Which of your methods produces the correct result? Based on the map it seems that “locally” is the closest.

Are you using the standard 5 frames per second config? I am running 2.

yes, it’s “locally”.
this is what i used (so i suppose it’s 5 frame per second).
mapillary_tools video_process --import_path “import_path” --video_import_path “import_path” --user_name “numetlib” --advanced --geotag_source “blackvue_videos” --geotag_source_path ““import_path”” --use_gps_start_time --interpolate_directions --video_sample_interval 0.2 --device_make “Blackvue” --device_model “DR900S-2CH” --overwrite_EXIF_gps_tag

then i upload by

next try will be video_process and upload in the same command line

Do you think 2 frame per second give a better precision ?

If you are using the Mapillary firmware it is already running at 5 frames per second. The configuration can be changed to a lower rate though. I chose 2 frames per second because most of my capture is on long country roads and Internet access in Australia is relatively expensive.

5 frames per second gives more useful images in an urban area. The geotag accuracy should not be any different as each frame has its date/time calculated and then compared to the gps/gpx data. The position is interpolated by the tools as needed from adjacent gps data points.

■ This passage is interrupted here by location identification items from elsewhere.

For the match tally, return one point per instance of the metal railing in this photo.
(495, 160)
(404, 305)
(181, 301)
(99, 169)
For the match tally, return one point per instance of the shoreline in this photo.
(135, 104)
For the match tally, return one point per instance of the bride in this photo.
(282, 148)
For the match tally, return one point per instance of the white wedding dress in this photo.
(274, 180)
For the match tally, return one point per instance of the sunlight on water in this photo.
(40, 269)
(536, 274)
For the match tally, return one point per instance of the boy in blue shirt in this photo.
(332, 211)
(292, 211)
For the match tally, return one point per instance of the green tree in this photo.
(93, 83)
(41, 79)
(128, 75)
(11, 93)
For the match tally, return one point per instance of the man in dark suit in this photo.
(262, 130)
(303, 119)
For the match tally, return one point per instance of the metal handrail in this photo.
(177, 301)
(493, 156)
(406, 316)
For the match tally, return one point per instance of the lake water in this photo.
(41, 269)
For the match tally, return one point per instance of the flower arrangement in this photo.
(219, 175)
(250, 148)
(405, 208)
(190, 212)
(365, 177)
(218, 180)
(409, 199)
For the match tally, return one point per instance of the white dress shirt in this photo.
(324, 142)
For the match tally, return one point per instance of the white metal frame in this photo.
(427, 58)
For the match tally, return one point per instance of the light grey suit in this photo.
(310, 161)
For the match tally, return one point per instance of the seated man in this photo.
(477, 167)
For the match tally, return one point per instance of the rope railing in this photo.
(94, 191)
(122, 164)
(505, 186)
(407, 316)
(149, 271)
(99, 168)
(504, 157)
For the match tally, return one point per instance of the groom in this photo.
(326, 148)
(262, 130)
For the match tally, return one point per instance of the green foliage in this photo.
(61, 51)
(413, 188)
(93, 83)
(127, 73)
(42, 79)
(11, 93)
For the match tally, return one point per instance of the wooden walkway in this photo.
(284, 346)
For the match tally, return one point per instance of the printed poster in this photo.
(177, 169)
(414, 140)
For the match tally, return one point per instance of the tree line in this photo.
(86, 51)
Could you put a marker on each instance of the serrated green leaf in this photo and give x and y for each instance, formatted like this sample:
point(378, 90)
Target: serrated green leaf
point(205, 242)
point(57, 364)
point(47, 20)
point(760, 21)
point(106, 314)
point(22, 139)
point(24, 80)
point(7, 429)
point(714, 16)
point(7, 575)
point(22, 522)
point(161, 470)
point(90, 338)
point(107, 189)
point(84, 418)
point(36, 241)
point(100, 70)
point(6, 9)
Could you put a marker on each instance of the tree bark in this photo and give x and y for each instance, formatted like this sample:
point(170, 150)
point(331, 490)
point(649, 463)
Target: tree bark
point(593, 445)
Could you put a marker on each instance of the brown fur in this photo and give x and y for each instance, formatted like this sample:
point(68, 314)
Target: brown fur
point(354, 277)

Your video process command line is the same as mine except for --overwrite_EXIF_gps_tag --duplicate_distance 1.0 --video_sample_interval 0.5. I have however modified the tools slightly to get better image quality.

I suspect that an upload from the command line will yield the same results as via the app. At that stage all the geo data has been written to the image EXIF so the server wont alter it.

Also be aware that the BlackVue gps fix can be a little slow with inaccuracies even with the blue led on. I sometimes see 5 second errors against another unit in the first captures of the day. Easiest way to check that is to compare the gpx data output from the Blackview processing against another navigation unit.